Shirin Ebadi — a commanding figure with muscular, decisive movements — first became interested in human rights during the 1979 Iranian revolution. Now 70, the 2003 Nobel Peace Prize winner was a judge at the time and also raising two young daughters. “I loved my profession, but in short time not only did I lose my job for being a woman,” she explained when we were traveling together in October 2017, “I also saw how many discriminatory laws against women were passed.” She wanted to be able to answer her children if they asked, “Mother, considering your profession and your knowledge of the law, what have you done for women’s rights?” And that is how she became a human-rights activist.
This February, I reflected on Ebadi’s life from Yangon, Myanmar, where I was working on an article for Longreads about press freedom. A few weeks earlier, two Reuters journalists in Myanmar had been charged with breaking the Official Secrets Act, a little-used colonial law, and were facing 14 years in prison. When I was planning my trip there, almost everyone I spoke to told me not to go because, for example, Pulitzer Prize–winning Myanmar journalist Esther Htusan had recently been forced to leave the country due to death threats. (During that trip, I traveled out of the country to interview Htusan, and she reiterated that the real danger in Myanmar was directed at local journalists, especially those who worked for international media outlets — not international journalists, like me.)
Over the course of her life, Ebadi, like many women, has been told a litany of places she should not go and things she should not do as a woman. I had an ongoing conversation with Ebadi over the two weeks in October when we both traveled with the Nobel Women’s Initiative in Guatemala and Honduras to visit and learn from indigenous women human-rights activists. When I asked Ebadi about how she responded to receiving death threats for her work, she said, “Life is more beautiful lived dangerously.” These are words I will never forget.
As a journalist traveling with Ebadi and Nobel laureates Rigoberta Menchú, Jody Williams, and Tawakkol Karman, I witnessed the work of powerful, outspoken women, women who had persisted and thrived despite often working on issues or in areas where they were encouraged to stay silent and stay at home. Ever since I was a child, I have wanted to go where people told me not to go — both because I am interested in telling difficult stories and because I want to prove people wrong. I want to show them that I am equal and prepared for any task, that being a girl or a woman is no impediment.

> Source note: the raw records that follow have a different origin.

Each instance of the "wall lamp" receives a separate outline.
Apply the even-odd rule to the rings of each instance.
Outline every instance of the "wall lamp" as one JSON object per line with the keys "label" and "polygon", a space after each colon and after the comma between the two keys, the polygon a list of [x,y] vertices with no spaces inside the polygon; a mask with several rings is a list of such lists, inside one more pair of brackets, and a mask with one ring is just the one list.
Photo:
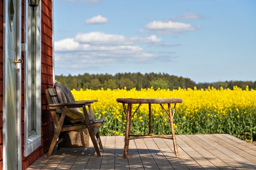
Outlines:
{"label": "wall lamp", "polygon": [[33,8],[33,10],[35,7],[38,6],[39,1],[40,0],[29,0],[29,5]]}

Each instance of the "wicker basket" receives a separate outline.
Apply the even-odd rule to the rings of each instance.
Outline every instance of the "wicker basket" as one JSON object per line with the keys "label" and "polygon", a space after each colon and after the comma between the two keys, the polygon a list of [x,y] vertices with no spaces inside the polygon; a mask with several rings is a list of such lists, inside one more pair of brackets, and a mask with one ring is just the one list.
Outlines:
{"label": "wicker basket", "polygon": [[65,136],[63,147],[88,147],[90,135],[87,129],[71,130]]}

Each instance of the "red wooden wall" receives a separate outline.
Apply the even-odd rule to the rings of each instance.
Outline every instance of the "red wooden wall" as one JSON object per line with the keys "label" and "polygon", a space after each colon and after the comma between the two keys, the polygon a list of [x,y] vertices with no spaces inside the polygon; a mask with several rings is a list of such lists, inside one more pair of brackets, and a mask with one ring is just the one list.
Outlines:
{"label": "red wooden wall", "polygon": [[[22,0],[22,42],[24,42],[24,6]],[[25,169],[47,152],[53,135],[53,120],[47,110],[45,90],[52,88],[52,0],[42,0],[42,145],[26,157],[23,155],[24,136],[24,64],[22,64],[22,167]],[[0,170],[3,168],[3,0],[0,0]],[[22,58],[24,59],[23,53]]]}
{"label": "red wooden wall", "polygon": [[0,169],[3,167],[3,1],[0,0]]}
{"label": "red wooden wall", "polygon": [[[24,0],[22,0],[22,16],[24,14]],[[41,133],[42,145],[36,150],[26,157],[23,157],[24,145],[24,88],[22,89],[22,169],[27,168],[40,156],[47,152],[53,136],[53,121],[50,113],[47,109],[47,101],[45,95],[45,90],[48,88],[52,88],[53,63],[52,63],[52,8],[51,0],[41,0],[42,7],[42,117]],[[23,41],[23,17],[22,19],[22,41]],[[22,59],[24,59],[22,55]],[[22,70],[24,65],[22,65]],[[24,87],[24,72],[22,75],[22,86]]]}

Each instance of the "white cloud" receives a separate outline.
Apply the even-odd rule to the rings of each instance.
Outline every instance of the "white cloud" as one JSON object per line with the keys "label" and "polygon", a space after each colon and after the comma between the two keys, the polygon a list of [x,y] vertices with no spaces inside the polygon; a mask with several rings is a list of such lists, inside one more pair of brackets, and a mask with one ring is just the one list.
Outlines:
{"label": "white cloud", "polygon": [[161,38],[152,35],[146,38],[133,37],[127,38],[123,35],[106,34],[100,32],[79,33],[75,38],[76,41],[93,44],[131,45],[135,44],[154,43],[162,41]]}
{"label": "white cloud", "polygon": [[161,41],[155,35],[126,38],[100,32],[79,33],[75,38],[55,42],[56,67],[63,72],[75,69],[82,72],[85,68],[89,69],[89,65],[93,65],[96,69],[106,63],[150,62],[158,56],[134,44],[155,43]]}
{"label": "white cloud", "polygon": [[99,2],[101,1],[101,0],[68,0],[68,1],[69,1],[70,2],[76,2],[78,1],[83,1],[89,3],[95,3]]}
{"label": "white cloud", "polygon": [[85,21],[86,24],[106,24],[108,23],[108,18],[99,15],[91,18],[88,19]]}
{"label": "white cloud", "polygon": [[146,26],[145,29],[140,32],[154,33],[161,34],[178,34],[184,31],[191,31],[196,28],[189,24],[171,21],[154,21]]}

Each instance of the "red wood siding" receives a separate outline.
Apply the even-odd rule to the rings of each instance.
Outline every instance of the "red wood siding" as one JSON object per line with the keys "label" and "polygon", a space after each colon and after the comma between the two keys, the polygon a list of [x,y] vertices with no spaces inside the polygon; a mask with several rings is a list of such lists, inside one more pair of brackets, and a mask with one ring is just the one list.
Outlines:
{"label": "red wood siding", "polygon": [[0,0],[0,169],[3,169],[3,0]]}
{"label": "red wood siding", "polygon": [[[23,1],[24,0],[22,0]],[[52,88],[53,82],[52,9],[51,0],[42,0],[42,117],[41,133],[42,145],[27,157],[23,157],[24,144],[24,105],[22,107],[22,169],[27,168],[40,156],[48,151],[53,136],[53,121],[48,110],[45,90]],[[24,8],[22,7],[23,8]],[[23,14],[23,10],[22,14]],[[23,21],[23,20],[22,20]],[[24,25],[22,24],[22,27]],[[23,35],[22,33],[22,35]],[[24,37],[22,38],[24,39]],[[24,58],[23,58],[23,59]],[[22,70],[23,65],[22,65]],[[22,75],[22,86],[24,86],[24,74]],[[24,88],[23,88],[24,89]],[[24,102],[24,90],[22,100]]]}

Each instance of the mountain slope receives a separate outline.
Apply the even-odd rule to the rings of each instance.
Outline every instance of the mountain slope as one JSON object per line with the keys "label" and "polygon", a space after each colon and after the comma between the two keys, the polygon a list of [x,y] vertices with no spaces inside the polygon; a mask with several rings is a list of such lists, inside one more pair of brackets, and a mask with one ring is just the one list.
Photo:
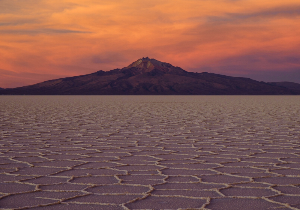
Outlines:
{"label": "mountain slope", "polygon": [[295,95],[300,91],[248,78],[188,72],[148,57],[109,71],[0,90],[16,95]]}
{"label": "mountain slope", "polygon": [[291,82],[268,82],[272,85],[277,85],[278,86],[285,87],[291,90],[300,90],[300,84]]}

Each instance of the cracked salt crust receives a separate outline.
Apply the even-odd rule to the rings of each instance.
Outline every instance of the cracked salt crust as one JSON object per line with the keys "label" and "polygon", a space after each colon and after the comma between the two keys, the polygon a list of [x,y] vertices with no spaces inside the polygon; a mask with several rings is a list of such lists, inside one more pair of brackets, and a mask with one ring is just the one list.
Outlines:
{"label": "cracked salt crust", "polygon": [[298,97],[0,98],[1,209],[300,209]]}

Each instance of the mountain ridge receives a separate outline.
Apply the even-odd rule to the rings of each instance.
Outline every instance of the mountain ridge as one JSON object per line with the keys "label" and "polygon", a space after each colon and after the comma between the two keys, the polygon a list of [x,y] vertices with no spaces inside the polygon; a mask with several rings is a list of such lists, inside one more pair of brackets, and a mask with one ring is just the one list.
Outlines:
{"label": "mountain ridge", "polygon": [[284,95],[300,94],[300,90],[249,78],[188,72],[146,57],[121,69],[0,88],[0,94]]}

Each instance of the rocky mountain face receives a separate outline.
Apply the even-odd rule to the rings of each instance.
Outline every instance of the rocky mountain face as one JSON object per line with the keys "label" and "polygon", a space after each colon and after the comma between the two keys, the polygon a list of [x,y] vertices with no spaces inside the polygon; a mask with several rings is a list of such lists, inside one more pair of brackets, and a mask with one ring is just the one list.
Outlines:
{"label": "rocky mountain face", "polygon": [[298,95],[300,90],[249,78],[189,72],[147,57],[122,69],[0,89],[0,94]]}

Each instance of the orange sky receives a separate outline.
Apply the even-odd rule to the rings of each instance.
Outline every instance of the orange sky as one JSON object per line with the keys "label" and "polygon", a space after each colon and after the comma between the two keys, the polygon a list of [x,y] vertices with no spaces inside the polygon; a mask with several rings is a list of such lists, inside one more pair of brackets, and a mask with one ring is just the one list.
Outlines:
{"label": "orange sky", "polygon": [[299,0],[0,0],[0,87],[127,66],[300,83]]}

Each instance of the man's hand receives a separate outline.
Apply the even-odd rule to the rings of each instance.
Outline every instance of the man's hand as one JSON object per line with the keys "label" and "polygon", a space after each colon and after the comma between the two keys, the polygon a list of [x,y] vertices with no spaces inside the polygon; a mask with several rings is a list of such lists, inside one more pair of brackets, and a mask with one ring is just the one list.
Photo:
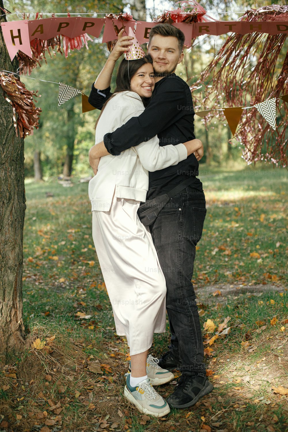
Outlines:
{"label": "man's hand", "polygon": [[200,159],[203,157],[204,155],[204,148],[203,147],[203,144],[201,143],[201,146],[199,149],[197,149],[194,152],[194,154],[195,156],[195,157],[197,159],[197,161],[199,161]]}
{"label": "man's hand", "polygon": [[96,175],[97,173],[98,165],[99,165],[100,158],[95,158],[95,156],[93,156],[93,149],[94,147],[95,147],[95,146],[91,147],[89,150],[89,164],[92,168],[93,172],[94,173],[95,175]]}
{"label": "man's hand", "polygon": [[127,48],[133,44],[131,40],[133,38],[132,36],[123,36],[124,31],[125,29],[122,29],[121,31],[119,32],[118,41],[109,55],[111,59],[114,61],[117,60],[123,53],[127,51]]}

That, in fact, it could be an asset, especially when reporting on women’s rights.
Even though I have reported everywhere from Culiacán, Mexico, to San Pedro Sula, Honduras, and have completed both RISC and HEFAT safety trainings for journalists, editors still sometimes ask me, even as recently as last week, if I am willing to go to a place because it is “too dangerous.” I doubt they would ask male journalists the same question. In response to such questions, I usually list my hostile-environment-training certifications and discuss my work in Juárez, Mexico, which I undertook when it was the most violent city in the world. I want people to understand that I am not crazily rushing to dangerous places — I am prepared, there are stories that must be told, and I want to be treated as an equal to my male colleagues who dominate war reporting and most other assignments in places with high levels of violence.